Maybe a new syntax like “value <== constant” where the constant would be treated the same as if it were read with list-directed input would address constants, but that would not address where the constants are used in functions.

And it looks like the rule about LHS being ignored when determining the value on the RHS
is too sacrosanct to be broken, which seems like the only logical path to improving the current state. SIgh. I really have had a number of complaints about this though. It is very non-intuitive .

So overall, it looks like the status-quo is a reasonable compromise, but quite a mess.

1 Like

The basic issue here is that the type and kind of an expression is determined by the expression (3.51 is an expression with only one primary), and not by how the expression is used later. So changing to “auto-promote” constants would result in a pretty basic (and backwards incompatible) change in the standard.

I agree that a lot of scientific code is written using 64-bit precision floats. This is why Cray, before migrating to x86_64 processors, made 64-bit floats the default REAL kind. Thus 3.51 defaulted to be 64 bits as an expression and “problem solved”. Other compilers, wanting to be compatible, added options named, often, -r8 to convert to the Cray default mode.

1 Like

Is 64-bit the default in Cray even today? I didn’t know that. I think that would fix most problems.

If you want to select a single precision in Cray, I assume you can’t do just integer, parameter :: sp = kind(0.0) because that will be double precision. So have to use either selected_real_kind or iso_fortran_env?

The classic vector machines were 64-bit default. The default on recent Cray systems is 32-bit for both REAL and INTEGER. You can use the compiler option -sdefault64 to change both defaults to 64-bits. The default is driven by the hardware instruction set, which today is usually either x86_64 (Intel, AMD) or ARM. Both use 32-bit as default.
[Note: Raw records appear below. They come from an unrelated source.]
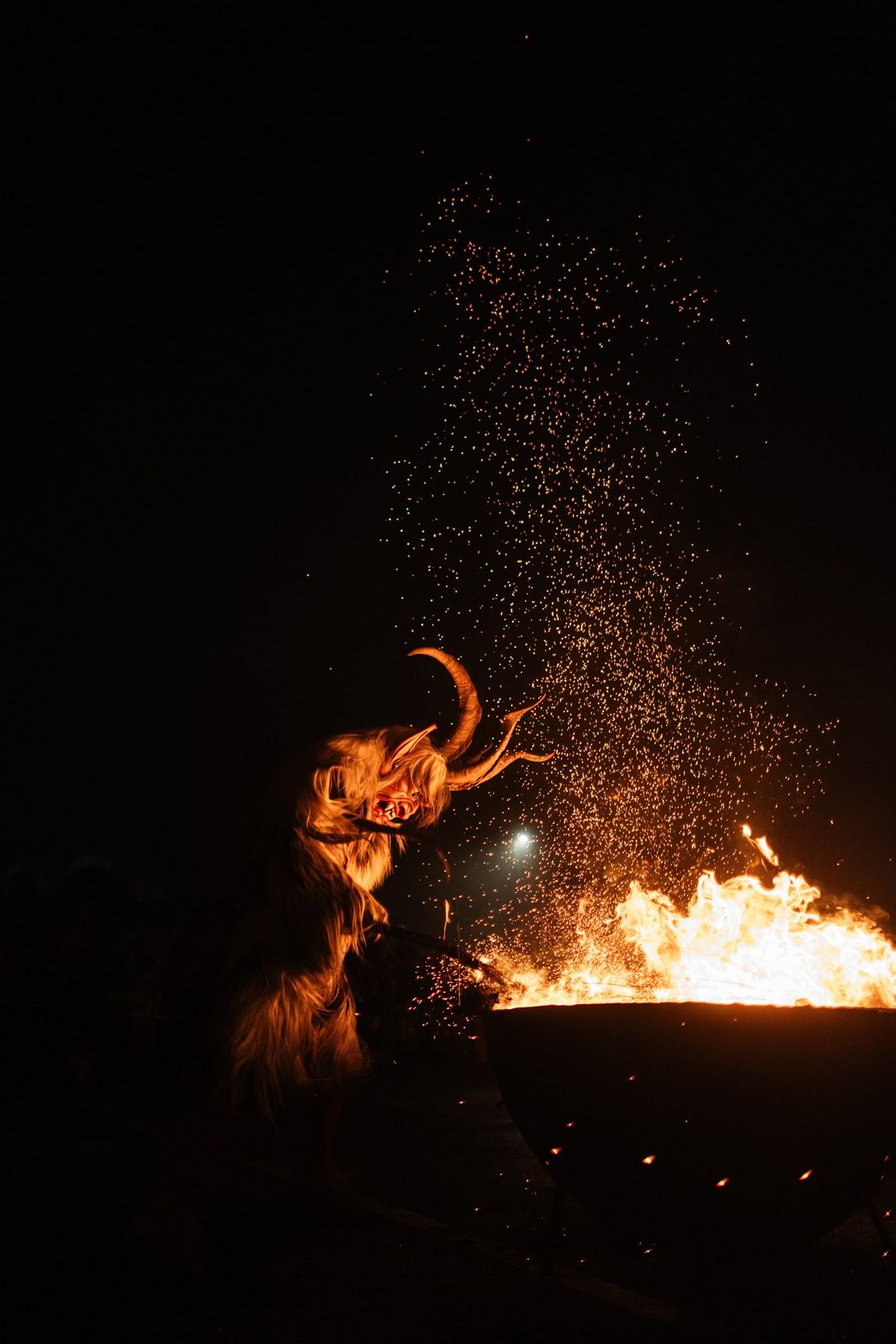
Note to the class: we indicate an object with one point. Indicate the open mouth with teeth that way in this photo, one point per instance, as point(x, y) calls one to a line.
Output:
point(395, 805)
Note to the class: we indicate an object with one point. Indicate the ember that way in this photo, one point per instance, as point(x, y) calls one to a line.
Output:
point(741, 941)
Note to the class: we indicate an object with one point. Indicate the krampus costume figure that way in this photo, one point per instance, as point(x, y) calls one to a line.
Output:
point(289, 1016)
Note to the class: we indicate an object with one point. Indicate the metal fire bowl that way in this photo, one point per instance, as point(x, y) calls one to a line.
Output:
point(695, 1124)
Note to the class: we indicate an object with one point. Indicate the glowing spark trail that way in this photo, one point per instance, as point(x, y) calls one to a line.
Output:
point(548, 512)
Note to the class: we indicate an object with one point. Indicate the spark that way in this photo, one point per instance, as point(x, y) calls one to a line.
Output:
point(543, 518)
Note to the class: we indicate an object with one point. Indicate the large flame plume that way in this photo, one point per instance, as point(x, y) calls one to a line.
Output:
point(751, 940)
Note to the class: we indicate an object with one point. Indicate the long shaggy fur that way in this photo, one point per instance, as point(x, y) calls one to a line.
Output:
point(289, 1015)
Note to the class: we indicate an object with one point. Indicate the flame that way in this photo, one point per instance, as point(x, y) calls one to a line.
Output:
point(746, 940)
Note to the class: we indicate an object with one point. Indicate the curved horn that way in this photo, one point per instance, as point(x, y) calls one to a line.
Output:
point(403, 748)
point(470, 710)
point(467, 777)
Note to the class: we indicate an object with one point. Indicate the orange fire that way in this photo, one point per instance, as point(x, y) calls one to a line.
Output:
point(747, 940)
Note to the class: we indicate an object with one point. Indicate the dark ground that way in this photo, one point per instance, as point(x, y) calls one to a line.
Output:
point(438, 1230)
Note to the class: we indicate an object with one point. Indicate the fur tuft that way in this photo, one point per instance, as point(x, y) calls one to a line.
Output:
point(289, 1019)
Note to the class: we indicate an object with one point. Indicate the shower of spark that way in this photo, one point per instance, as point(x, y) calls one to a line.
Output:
point(548, 510)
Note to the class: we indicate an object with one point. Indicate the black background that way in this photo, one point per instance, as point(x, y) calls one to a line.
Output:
point(202, 213)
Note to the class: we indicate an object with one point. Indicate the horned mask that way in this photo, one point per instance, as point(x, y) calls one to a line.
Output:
point(465, 772)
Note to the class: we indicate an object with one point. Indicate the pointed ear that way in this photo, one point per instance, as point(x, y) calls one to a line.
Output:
point(403, 748)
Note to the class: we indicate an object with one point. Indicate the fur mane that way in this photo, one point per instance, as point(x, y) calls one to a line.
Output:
point(289, 1015)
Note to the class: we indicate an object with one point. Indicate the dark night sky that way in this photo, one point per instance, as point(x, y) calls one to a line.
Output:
point(202, 218)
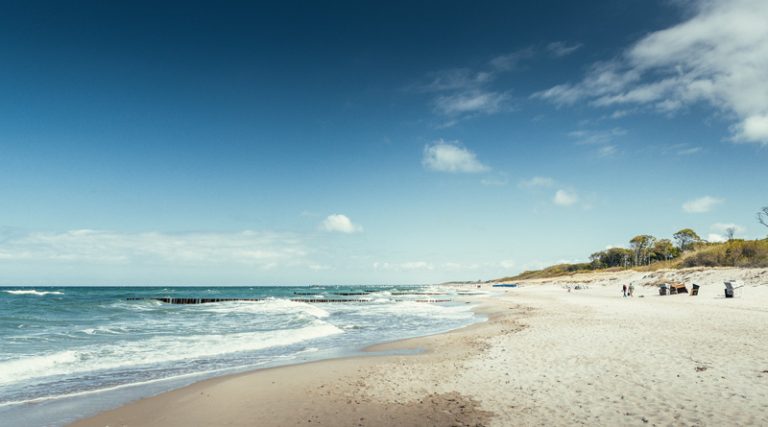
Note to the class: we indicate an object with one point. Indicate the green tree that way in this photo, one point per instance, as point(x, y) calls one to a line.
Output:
point(613, 257)
point(640, 246)
point(686, 238)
The most portable scheme is to use selected_real_kind.

1 Like

Thanks Bill. Last question – I thought that x86_64 as well as 64-bit ARM would be considered to use 64-bit by default, wouldn’t they?

The interpretation of 5.35 in Fortran code is now as a single precision constant 5.35E0 or 5.35_real32.
However, the interpretation of “5.35” read from a text file or character string into a higher precision real variable will be interpreted as 5.35_real128 if read into a quad precision real variable.
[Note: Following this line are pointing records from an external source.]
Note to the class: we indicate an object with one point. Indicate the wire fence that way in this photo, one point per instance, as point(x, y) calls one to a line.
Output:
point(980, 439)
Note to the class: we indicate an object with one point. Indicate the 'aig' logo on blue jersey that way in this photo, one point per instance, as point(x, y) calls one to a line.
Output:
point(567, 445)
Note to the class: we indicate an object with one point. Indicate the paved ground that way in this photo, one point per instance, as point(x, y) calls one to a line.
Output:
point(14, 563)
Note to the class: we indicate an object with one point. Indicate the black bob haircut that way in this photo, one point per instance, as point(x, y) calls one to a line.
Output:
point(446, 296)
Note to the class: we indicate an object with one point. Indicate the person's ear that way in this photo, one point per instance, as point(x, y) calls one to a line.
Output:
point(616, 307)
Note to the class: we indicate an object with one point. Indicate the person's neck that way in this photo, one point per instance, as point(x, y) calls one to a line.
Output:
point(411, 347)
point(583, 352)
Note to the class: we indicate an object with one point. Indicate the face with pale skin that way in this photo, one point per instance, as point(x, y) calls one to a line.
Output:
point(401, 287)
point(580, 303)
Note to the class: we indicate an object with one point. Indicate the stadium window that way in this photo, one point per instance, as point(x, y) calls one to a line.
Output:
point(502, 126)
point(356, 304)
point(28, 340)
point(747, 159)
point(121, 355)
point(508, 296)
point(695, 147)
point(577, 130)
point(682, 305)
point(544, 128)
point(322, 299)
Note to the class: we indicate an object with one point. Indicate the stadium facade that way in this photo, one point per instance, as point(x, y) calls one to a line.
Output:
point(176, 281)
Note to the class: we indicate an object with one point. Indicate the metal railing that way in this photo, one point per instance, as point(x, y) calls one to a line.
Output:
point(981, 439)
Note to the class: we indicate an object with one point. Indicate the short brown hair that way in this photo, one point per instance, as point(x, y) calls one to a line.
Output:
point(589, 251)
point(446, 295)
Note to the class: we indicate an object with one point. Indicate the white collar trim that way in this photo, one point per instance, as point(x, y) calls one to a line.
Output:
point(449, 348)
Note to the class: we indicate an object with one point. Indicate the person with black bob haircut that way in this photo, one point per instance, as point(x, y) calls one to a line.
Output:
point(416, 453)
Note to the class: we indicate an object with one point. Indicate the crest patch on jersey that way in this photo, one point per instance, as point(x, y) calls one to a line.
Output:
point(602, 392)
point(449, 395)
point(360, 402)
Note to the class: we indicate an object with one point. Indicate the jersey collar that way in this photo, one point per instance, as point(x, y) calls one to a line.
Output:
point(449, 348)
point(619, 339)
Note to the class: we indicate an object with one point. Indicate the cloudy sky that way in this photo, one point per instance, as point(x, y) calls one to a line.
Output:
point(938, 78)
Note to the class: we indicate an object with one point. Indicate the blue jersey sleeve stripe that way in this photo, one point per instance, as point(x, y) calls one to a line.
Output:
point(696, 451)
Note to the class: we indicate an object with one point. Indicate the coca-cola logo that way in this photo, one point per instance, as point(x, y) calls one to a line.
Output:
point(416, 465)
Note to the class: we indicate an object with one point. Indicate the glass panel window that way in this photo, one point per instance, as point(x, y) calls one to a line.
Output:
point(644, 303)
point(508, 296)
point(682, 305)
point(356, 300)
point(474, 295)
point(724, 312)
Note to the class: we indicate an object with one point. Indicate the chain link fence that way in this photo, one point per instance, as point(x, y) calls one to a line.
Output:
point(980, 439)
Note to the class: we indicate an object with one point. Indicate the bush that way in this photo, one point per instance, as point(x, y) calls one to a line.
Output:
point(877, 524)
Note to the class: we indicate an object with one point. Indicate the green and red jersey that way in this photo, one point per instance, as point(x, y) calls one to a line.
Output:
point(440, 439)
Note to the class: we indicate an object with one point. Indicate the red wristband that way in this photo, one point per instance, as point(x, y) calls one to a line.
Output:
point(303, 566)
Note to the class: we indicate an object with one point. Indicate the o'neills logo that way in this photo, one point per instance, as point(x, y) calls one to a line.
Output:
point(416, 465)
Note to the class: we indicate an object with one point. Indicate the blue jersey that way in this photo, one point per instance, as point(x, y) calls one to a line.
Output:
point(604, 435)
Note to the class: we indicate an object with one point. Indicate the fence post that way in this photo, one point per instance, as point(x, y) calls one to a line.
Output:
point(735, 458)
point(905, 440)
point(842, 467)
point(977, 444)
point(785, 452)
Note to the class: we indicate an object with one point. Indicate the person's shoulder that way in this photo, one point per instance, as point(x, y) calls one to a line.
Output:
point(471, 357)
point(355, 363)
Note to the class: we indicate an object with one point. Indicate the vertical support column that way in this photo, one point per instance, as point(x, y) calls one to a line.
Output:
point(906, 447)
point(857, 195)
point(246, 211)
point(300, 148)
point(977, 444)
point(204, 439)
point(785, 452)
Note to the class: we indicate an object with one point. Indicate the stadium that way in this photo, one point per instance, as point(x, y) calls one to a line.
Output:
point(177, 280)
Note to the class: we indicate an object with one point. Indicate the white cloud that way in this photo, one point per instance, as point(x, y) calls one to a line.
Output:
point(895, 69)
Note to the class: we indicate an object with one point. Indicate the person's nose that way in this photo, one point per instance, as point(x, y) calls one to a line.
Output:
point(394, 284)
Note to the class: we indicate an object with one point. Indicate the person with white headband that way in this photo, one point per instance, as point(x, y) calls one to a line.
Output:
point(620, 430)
Prior to Fortran 90 most 32 bit compilers interpreted y=5.35 as 5.35_real64 or 5.35_real80, but Fortran 90 defined that 5.35 used in Fortran code is a default real constant.

For earlier compilers, the outcome was not defined, however most 32-bit compilers tried to support the precision required when converting 60-bit Fortran code to 32-bit Fortran, where 64-bit reals were the typical real precision in use.
Most programmers at the time learnt from experience, where converting to a F90+ compiler that resulted in a reduced precision outcome from conversion testing. This was further exacerbated on intel like processors when converting to 64-bit Fortran or SIMD, where 80-bit 80387 registers were not used, again removing default higher precision values.

The interpretation of 5.35 as a default real now has a strong historical understanding and so returning to higher precision interpretation, as with a read, is very unlikely.

The other confusion aspect that can hide this from a new user to Fortran is that many common real constants are the same at any precision, eg 1.0 2.0 10.0 or 0.5, while 0.1 or 1./3. are not and can be the source of unexpected rounding error when selecting real64 or real128 precision.

This problem is not limited to reals, as in the 64-bit environment where 64-bit integers are also required, using integer constants can overflow when 64-bit addresses or array sizes are used. The default is not always what you want, eg size (array).

This is a real differentiator between the Fortran standard and Fortran users.


I can not identify where this could occur in Fortran, as any real precision value of 1.0 should be implicitly converted to the same value in any precision. “A = 0.1” would be a very different case.